В. В. рассказывал нам о друзьях своего баснословного детства одно лишь смешное: как, к примеру, они бросали из кустов Нахимовского сквера мелкие камешки в раструбы геликонов духового оркестра. О деятельности своих друзей по окончании ими гимназии он вряд ли позволил себе говорить с нами наспех и на ходу. Он лишь заметил нам, взобравшись на чугунное школьное крыльцо, что в целом мире не отыскать другой такой школы и, тем более, другого такого класса, который бы в один день и в один час выпустил в мир сразу четырех великих людей. «Пятерых! Пятерых!» — взволнованные голоса, среди которых мне был ясно слышен голос моей матери, тут же поправили В. В., чем вызвали у него приступ горького и вместе с тем сытого хохота.
Не только ради флирта и не одной лишь пьянки ради или праздной болтовни слетаются каждый год по осени в обсыпанный желтой хвоей прибалтийский городок, в кишащий белками американский кампус, в насквозь продутую невским ветром университетскую аудиторию стайки вежливых, немного жеманных, неброско, а пожалуй, и неряшливо одетых женщин и мужчин со всего света, отлично понимающих друг друга благодаря опознавательным словам и словечкам.
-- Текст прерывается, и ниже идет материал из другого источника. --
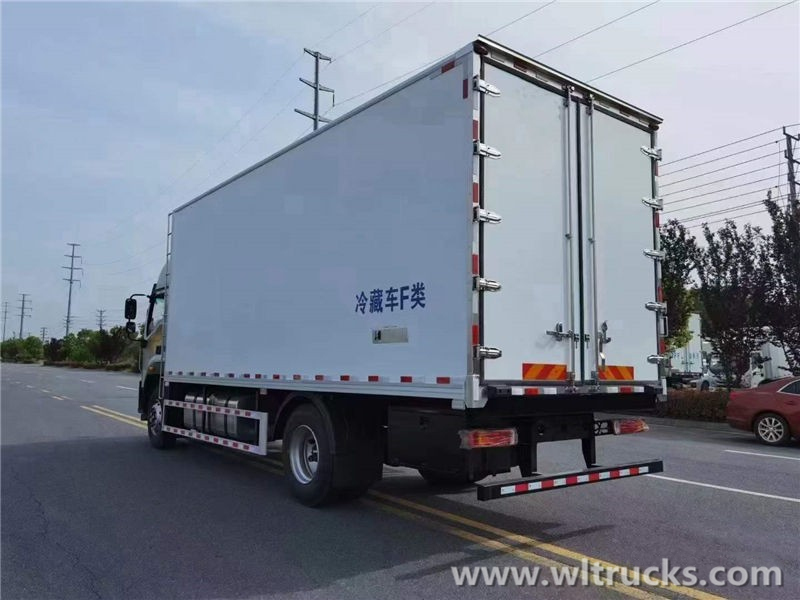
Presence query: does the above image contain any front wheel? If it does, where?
[283,404,335,506]
[147,386,175,450]
[753,413,791,446]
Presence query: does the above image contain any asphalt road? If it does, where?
[0,364,800,600]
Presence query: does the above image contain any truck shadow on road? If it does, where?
[2,436,610,598]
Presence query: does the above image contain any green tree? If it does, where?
[661,219,700,350]
[697,221,767,386]
[763,192,800,374]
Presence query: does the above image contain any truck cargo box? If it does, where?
[164,38,665,409]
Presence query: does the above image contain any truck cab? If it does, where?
[133,265,166,420]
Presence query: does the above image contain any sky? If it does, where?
[0,0,800,337]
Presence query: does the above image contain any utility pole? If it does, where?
[61,243,83,335]
[783,127,800,213]
[294,48,336,131]
[3,302,8,342]
[19,294,31,339]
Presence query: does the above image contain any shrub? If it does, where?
[656,390,728,423]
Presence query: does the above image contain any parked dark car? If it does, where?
[725,377,800,446]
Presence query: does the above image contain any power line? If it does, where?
[81,241,164,267]
[664,185,788,214]
[533,0,661,58]
[3,302,8,342]
[678,200,764,223]
[588,0,797,83]
[661,165,775,198]
[334,0,436,60]
[79,4,378,244]
[659,151,780,188]
[664,177,774,210]
[487,0,556,36]
[687,209,767,229]
[661,140,781,177]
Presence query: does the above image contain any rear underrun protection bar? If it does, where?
[478,460,664,500]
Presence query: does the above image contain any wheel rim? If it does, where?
[147,402,161,435]
[758,417,783,442]
[289,425,319,484]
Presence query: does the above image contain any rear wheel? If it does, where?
[753,413,791,446]
[147,386,175,450]
[283,404,335,506]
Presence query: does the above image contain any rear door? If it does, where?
[480,57,659,384]
[580,106,658,382]
[481,65,578,381]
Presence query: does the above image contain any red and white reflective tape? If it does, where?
[164,399,267,421]
[602,385,644,394]
[168,371,461,385]
[511,387,558,396]
[500,467,650,496]
[162,425,266,456]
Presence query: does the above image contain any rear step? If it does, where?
[478,460,664,500]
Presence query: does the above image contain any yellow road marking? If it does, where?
[81,405,147,429]
[367,490,723,600]
[362,499,665,600]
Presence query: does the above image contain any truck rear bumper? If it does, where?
[478,460,664,501]
[486,381,661,416]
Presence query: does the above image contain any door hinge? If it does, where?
[640,146,661,160]
[545,323,588,342]
[475,277,503,292]
[475,208,503,223]
[472,142,502,158]
[644,302,667,312]
[642,198,664,210]
[472,75,500,98]
[475,346,503,358]
[643,249,664,260]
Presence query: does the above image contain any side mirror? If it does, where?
[125,298,136,322]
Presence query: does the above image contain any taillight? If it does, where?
[614,419,650,435]
[458,428,517,449]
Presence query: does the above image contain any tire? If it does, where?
[418,469,489,487]
[147,386,176,450]
[753,413,792,446]
[283,404,336,506]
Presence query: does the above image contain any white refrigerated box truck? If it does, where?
[126,37,667,505]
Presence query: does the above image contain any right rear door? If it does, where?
[481,64,658,385]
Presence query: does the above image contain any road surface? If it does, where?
[0,364,800,600]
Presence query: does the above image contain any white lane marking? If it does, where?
[725,450,800,460]
[646,475,800,504]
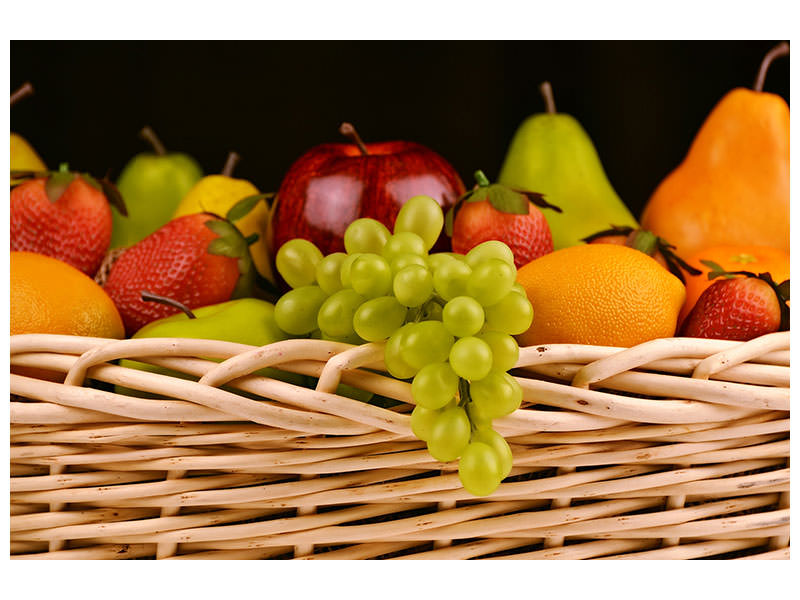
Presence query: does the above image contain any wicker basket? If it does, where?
[10,332,789,559]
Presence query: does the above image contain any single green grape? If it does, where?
[344,218,391,254]
[472,428,514,480]
[390,252,428,275]
[404,321,453,369]
[275,238,322,288]
[442,296,483,337]
[383,323,419,379]
[450,337,492,381]
[382,231,426,262]
[433,260,472,300]
[467,258,517,306]
[458,442,502,496]
[475,331,519,372]
[466,240,514,269]
[485,292,533,335]
[317,289,366,338]
[469,371,522,419]
[511,282,528,298]
[411,363,458,409]
[350,254,392,298]
[392,265,433,307]
[316,252,347,294]
[420,300,442,321]
[339,252,361,287]
[428,252,456,273]
[353,296,407,342]
[275,285,328,335]
[394,196,444,251]
[426,406,471,462]
[411,406,442,442]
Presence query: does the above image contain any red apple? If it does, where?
[268,123,465,257]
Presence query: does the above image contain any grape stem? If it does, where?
[458,377,472,408]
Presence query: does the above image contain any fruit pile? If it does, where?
[275,196,533,496]
[9,44,789,495]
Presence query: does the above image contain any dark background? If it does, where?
[11,41,789,216]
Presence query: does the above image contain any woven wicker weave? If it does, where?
[11,332,789,559]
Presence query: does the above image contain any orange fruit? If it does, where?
[678,246,789,324]
[517,244,686,347]
[10,252,125,338]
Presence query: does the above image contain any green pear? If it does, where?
[111,127,203,248]
[117,292,308,397]
[498,82,638,250]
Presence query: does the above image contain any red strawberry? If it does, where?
[681,261,789,341]
[447,171,561,267]
[104,213,252,336]
[10,171,123,277]
[582,225,700,283]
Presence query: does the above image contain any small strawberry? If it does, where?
[581,225,700,283]
[104,207,257,336]
[681,260,789,341]
[446,171,561,267]
[9,165,125,277]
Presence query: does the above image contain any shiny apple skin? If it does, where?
[268,141,464,257]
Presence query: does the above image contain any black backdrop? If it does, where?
[11,41,789,215]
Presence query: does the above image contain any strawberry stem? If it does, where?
[753,42,789,92]
[11,81,33,106]
[220,151,242,177]
[339,122,369,156]
[539,81,556,115]
[474,169,489,187]
[139,125,167,156]
[140,290,197,319]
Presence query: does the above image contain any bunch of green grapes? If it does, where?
[275,196,533,496]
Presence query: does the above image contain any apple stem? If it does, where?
[11,81,33,106]
[339,123,369,156]
[139,125,167,156]
[753,42,789,92]
[140,290,197,319]
[222,151,242,177]
[474,169,489,187]
[539,81,556,115]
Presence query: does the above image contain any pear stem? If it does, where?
[221,152,242,177]
[539,81,556,115]
[140,290,197,319]
[339,123,369,156]
[753,42,789,92]
[139,125,167,156]
[11,81,33,106]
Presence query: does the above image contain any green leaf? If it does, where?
[208,238,242,258]
[464,187,489,202]
[486,188,529,215]
[444,205,458,237]
[225,192,275,222]
[44,171,75,202]
[205,219,236,237]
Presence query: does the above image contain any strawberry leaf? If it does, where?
[208,238,242,258]
[225,192,275,222]
[484,183,529,215]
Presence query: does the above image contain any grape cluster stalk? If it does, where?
[275,196,533,496]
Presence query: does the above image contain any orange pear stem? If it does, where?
[753,42,789,92]
[11,81,33,106]
[539,81,556,115]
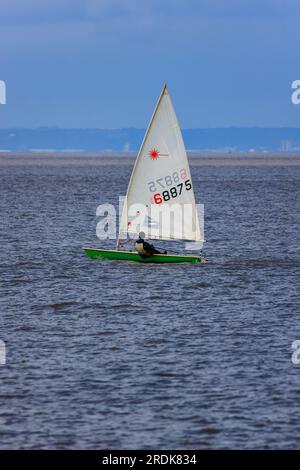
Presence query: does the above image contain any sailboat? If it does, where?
[83,85,206,263]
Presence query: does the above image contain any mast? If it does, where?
[116,83,167,249]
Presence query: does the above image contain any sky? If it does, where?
[0,0,300,128]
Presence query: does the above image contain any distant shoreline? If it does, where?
[0,152,300,166]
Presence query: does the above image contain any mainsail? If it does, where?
[117,85,203,246]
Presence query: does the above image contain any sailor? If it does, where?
[134,232,167,258]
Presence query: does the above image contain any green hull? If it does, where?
[83,248,206,263]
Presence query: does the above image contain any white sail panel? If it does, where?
[119,86,202,241]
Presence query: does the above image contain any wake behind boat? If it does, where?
[84,85,206,263]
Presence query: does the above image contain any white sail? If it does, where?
[118,85,202,246]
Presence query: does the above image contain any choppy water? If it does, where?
[0,156,300,449]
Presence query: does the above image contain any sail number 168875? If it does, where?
[148,168,192,204]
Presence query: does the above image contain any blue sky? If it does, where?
[0,0,300,128]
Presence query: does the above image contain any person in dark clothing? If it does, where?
[134,232,167,258]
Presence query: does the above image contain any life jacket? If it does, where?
[134,240,145,255]
[134,238,153,258]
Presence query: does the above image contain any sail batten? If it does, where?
[117,85,203,246]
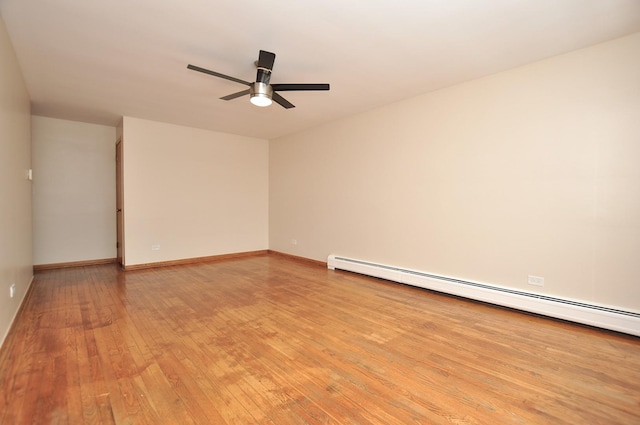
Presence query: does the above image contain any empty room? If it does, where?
[0,0,640,425]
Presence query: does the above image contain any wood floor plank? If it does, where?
[0,255,640,425]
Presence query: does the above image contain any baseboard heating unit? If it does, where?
[327,255,640,336]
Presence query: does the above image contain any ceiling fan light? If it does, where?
[249,82,273,107]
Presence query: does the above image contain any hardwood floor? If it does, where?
[0,255,640,425]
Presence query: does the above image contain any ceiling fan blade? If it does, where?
[271,83,329,91]
[271,92,295,109]
[187,64,251,86]
[257,50,276,71]
[220,89,249,100]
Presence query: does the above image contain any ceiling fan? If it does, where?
[187,50,329,109]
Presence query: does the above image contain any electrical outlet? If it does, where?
[527,275,544,286]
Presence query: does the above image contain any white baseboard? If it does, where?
[327,255,640,336]
[0,275,34,350]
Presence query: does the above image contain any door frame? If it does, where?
[116,137,125,268]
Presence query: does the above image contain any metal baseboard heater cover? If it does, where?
[327,255,640,336]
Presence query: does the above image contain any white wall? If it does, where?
[123,117,269,266]
[269,34,640,311]
[0,17,33,344]
[32,116,116,264]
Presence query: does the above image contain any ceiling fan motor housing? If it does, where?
[249,81,273,106]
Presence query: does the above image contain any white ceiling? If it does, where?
[0,0,640,139]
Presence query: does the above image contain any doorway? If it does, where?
[116,137,124,269]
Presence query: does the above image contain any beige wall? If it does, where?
[123,117,269,266]
[31,116,116,264]
[269,34,640,311]
[0,17,33,343]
Самые юные из этих женщин и мужчин по восторженной неопытности своей считают их строго научными терминами. «Жанр», «сюжет», «мотив», «метафора», «аллюзия», «текст», «контекст» и еще добрая сотня других, не вполне определенных, приблизительных и совершенно не обязательных для всякого, кто умеет читать, но вполне пригодных в своем кругу для обозначения некоторых состояний на свой лад упорядоченного и обихоженного бытия, — слова и словечки эти, перекликаясь, звучат в тиши балтийских дюн и сосен, канадских кленов и пихт, на гранитных невских берегах в продолжение трех или четырех осенних дней, пока на собравшихся глядит с одинаковых портретов необычайно красивый человек в щегольском пенсне без шнурка. Это Плетенев. Это в память о нем, хотя и по своим делам, сбиваются каждый год в маленькие стаи все эти вежливые женщины и мужчины.
С приходом в мир Плетенева кончилась эра произвольных суждений о литературе. Плетенев решился ее изучать, как изучают руду и кровь, атомы и плазму, химсоставы и биосистемы, как изучают числа и светила. До него о литературе писал и рассуждал всякий, кому не лень, кому доставало совести и досуга: журналист, новеллист, дипломат, помещик, поп-расстрига и просто поп, актер, книгопродавец, студент, французский авантюрист, сэр такой-то эсквайр, бедный аббат, скромный чиновник, газетный партийный критик, критик от другой партии, воспитатель добрых начал, разрушитель твердых начал, отставной офицер, уездный врач, чеховский профессор Серебряков, московский поэт, гитарист и женолюб, который прославился тем, что взял однажды на своей гитаре задумчивый нежный аккорд, потом прислушался к тому, как долго звучит он в садах, дворах и закоулках, как, измененный долгим эхом и все же родной, узнаваемый, плывет и веет в воздухе Замоскворечья, — и придумал словечко «веяние».